Scientists at Bath have developed a method of injecting sperm into a one-cell mouse embryo, which can go on to produce offspring. [University of Bath]
Scientists at Bath have developed a method of injecting sperm into a one-cell mouse embryo, which can go on to produce offspring. [University of Bath]

Researchers from the University of Bath in the U.K. say they have shown for the first time that offspring can be made from non-egg cells. They point out that their discovery that challenges two centuries of received wisdom

Eggs can be “tricked” into developing into an embryo without fertilization, but the resulting parthenogenotes die after a few days because key developmental processes requiring input from sperm don’t happen. However, scientists from the department of biology and biochemistry at the University of Bath have developed a method of injecting mouse parthenogenotes with sperm that allows them to become healthy baby mice with a success rate of up to 24%. This compares to a rate of 0% for parthenogenotes or about 2% for nuclear transfer cloning.

The study (“Mice Produced by Mitotic Reprogramming of Sperm Injected into Haploid Parthenogenotes”) is published in Nature Communications.

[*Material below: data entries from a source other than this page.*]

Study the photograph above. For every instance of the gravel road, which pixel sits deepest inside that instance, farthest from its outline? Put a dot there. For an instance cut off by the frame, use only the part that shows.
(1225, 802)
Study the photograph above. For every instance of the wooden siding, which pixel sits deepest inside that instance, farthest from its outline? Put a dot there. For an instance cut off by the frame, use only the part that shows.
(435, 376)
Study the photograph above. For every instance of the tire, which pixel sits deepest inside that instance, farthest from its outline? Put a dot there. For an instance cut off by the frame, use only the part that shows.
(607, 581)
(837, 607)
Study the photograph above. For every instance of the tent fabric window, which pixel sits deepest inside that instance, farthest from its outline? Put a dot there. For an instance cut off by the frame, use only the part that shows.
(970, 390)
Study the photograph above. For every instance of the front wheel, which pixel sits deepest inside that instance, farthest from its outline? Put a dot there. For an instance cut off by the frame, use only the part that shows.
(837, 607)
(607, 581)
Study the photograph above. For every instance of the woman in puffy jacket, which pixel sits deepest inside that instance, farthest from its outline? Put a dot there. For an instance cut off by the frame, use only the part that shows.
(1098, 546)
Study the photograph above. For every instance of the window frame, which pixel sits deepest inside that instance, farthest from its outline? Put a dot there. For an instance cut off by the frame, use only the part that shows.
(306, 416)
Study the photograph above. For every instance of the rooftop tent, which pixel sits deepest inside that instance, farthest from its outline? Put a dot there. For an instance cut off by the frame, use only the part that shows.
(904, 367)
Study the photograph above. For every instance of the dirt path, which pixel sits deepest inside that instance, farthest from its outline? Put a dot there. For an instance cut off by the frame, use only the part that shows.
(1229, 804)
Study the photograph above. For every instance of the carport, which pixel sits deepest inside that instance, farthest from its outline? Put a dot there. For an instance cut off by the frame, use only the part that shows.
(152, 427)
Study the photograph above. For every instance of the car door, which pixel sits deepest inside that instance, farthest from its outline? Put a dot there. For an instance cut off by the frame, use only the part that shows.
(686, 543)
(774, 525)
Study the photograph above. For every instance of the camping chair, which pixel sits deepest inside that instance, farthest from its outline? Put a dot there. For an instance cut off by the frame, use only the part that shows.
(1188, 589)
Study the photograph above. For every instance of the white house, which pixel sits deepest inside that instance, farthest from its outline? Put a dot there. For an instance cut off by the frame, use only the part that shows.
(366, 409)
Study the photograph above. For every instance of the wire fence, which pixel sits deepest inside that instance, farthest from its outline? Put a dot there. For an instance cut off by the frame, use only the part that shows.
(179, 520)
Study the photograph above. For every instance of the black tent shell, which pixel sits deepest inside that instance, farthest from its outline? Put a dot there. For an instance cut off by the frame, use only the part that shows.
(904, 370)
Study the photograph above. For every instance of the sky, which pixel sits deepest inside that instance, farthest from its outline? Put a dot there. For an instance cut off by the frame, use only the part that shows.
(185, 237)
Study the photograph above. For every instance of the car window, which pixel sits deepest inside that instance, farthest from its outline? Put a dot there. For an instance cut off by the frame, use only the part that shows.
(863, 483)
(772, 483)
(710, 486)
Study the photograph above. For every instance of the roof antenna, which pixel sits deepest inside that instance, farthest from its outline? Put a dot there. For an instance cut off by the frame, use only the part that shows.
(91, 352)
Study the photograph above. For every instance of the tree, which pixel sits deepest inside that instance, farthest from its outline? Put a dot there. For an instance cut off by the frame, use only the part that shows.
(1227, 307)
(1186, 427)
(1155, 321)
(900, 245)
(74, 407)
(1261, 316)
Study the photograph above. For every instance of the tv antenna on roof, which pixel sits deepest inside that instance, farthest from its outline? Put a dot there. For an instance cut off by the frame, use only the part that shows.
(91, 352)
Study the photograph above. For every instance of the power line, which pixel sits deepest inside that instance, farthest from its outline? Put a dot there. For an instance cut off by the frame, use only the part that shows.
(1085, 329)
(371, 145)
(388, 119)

“This is first time that full-term development has been achieved by injecting sperm into embryos [during a particular point in the mitotic cell cycle],” said Tony Perry, Ph.D., molecular embryologist and senior author of the paper. “It had been thought that only an egg cell was capable of reprogramming sperm to allow embryonic development to take place. Our work challenges the dogma, held since early embryologists first observed mammalian eggs around 1827 and observed fertilization 50 years later, that only an egg cell fertilized with a sperm cell can result in a live mammalian birth.”

The research project stemmed from an idea by Toru Suzuki, Ph.D., from Dr. Perry’s team in the laboratory of mammalian molecular embryology. The group performed the study with colleagues from the University of Regensburg and the Fraunhofer Institute for Toxicology and Experimental Medicine in Germany.

The baby mice born as a result of the technique seem completely healthy, but their DNA started out with different epigenetic marks compared with normal fertilization. This suggests that different epigenetic pathways can lead to the same developmental destination, something not previously shown.

“Remodeling of histones and genomic 5′-methylcytosine and 5′-hydroxymethylcytosine following embryo injection were distinct from remodeling in fertilization and the resulting 2-cell embryos consistently possessed abnormal transcriptomes,” wrote the investigators. “These studies demonstrate plasticity in the reprogramming of terminally differentiated sperm nuclei and suggest that different epigenetic pathways or kinetics can establish totipotency.”

The team added that their research shows that “most of the first embryonic cell cycle can be bypassed in sperm genome reprogramming for full development.”

The discovery has ethical implications for recent suggestions that human parthenogenotes could be used as a source of embryonic stem cells because they were considered inviable. It also hints that in the long-term future it could be possible to breed animals using non-egg cells and sperm. Although this is still only an idea, it could have potential future applications in human fertility treatment and for breeding endangered species.